300,000+ Fortinet firewalls vulnerable to critical FortiOS RCE bug
A critical security flaw, identified as CVE-2023-27997, has left hundreds of thousands of FortiGate firewalls vulnerable, despite Fortinet having released an update to resolve the issue nearly a month ago. This vulnerability poses a significant risk, with a severity score of 9.8 out of 10, and it stems from a heap-based buffer overflow problem within FortiOS, the operating system that unites various Fortinet networking components into the vendor’s Security Fabric platform.
CVE-2023-27997 is an exploitable vulnerability that enables unauthenticated attackers to execute code remotely on devices that have the SSL VPN interface exposed on the web. The vendor had issued a warning in mid-June, suggesting that the flaw may have already been used in attacks.
Fortinet took action to address this vulnerability on June 11, proactively releasing FortiOS firmware versions 6.0.17, 6.2.15, 6.4.13, 7.0.12, and 7.2.5 before disclosing the issue to the public.
Bishop Fox, a company specializing in offensive security solutions, issued a report on Friday highlighting a concerning situation. Despite repeated calls for patching, more than 300,000 FortiGate firewall appliances remain susceptible to attacks and are accessible via the public internet.

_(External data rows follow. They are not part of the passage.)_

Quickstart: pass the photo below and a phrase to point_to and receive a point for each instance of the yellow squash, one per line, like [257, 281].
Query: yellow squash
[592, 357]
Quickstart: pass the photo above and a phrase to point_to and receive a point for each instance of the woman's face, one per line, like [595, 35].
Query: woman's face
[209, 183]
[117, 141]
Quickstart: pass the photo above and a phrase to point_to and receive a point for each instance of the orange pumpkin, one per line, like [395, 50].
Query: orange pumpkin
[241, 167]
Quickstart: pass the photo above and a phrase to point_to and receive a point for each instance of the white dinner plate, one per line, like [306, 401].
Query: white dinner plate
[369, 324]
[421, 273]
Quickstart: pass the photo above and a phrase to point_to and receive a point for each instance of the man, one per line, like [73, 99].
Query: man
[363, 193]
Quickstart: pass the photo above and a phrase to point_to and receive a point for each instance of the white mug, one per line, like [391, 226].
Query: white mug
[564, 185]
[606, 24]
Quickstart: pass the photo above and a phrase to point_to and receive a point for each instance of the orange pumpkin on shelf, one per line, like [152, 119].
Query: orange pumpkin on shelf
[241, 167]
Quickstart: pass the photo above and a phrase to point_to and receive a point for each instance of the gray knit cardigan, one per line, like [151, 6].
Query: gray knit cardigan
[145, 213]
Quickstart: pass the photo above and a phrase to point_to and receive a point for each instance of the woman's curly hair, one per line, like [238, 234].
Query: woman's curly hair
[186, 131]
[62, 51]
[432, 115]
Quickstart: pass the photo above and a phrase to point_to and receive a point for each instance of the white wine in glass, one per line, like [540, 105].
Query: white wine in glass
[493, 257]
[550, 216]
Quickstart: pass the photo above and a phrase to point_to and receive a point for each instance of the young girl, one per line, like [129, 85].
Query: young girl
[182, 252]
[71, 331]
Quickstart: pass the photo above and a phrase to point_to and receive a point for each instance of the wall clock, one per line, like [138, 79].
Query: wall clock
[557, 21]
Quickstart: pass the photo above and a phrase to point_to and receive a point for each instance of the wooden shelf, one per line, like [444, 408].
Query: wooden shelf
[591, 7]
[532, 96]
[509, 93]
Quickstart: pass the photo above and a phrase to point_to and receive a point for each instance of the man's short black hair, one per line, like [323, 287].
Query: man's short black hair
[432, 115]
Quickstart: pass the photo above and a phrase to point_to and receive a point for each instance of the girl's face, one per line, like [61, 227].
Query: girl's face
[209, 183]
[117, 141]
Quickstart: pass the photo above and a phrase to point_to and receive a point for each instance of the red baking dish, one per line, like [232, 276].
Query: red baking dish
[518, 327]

To identify these vulnerable devices, Bishop Fox researchers utilized the Shodan search engine. They focused on devices that exhibited specific behaviors indicating an exposed SSL VPN interface, as determined by a distinct HTTP response header. Specifically, they honed in on devices that redirected to ‘/remote/login,’ a clear sign of an exposed SSL VPN interface.
The initial query returned a total of 489,337 devices. However, not all of them were vulnerable to CVE-2023-27997, also known as Xortigate. Upon further investigation, the researchers found that 153,414 of the discovered appliances had been updated to a secure FortiOS version. This implies that approximately 335,900 FortiGate firewalls accessible via the internet are still susceptible to attacks, a significantly higher figure compared to the earlier, less precise estimations of 250,000, as stated by Bishop Fox researchers.
Another concerning discovery made by Bishop Fox researchers was that many of the exposed FortiGate devices had not received updates for up to eight years. Some of these devices were still running FortiOS 6, which reached the end of support on September 29 of the previous year. These outdated devices are vulnerable to multiple critical-severity flaws for which proof-of-concept exploit code is publicly available.
To underscore the severity of the situation and demonstrate the potential consequences of CVE-2023-27997, Bishop Fox created an exploit. This exploit is designed to execute code remotely on vulnerable devices. It accomplishes this by “smashing the heap,” establishing a connection to an attacker-controlled server, downloading a BusyBox binary, and opening an interactive shell.
In their report, Bishop Fox noted, “This exploit very closely follows the steps detailed in the original blog post by Lexfo […] and runs in approximately one second, which is significantly faster than the demo video on a 64-bit device shown by Lexfo.” This highlights the urgency of addressing these vulnerabilities to safeguard FortiGate firewall appliances from potential attacks.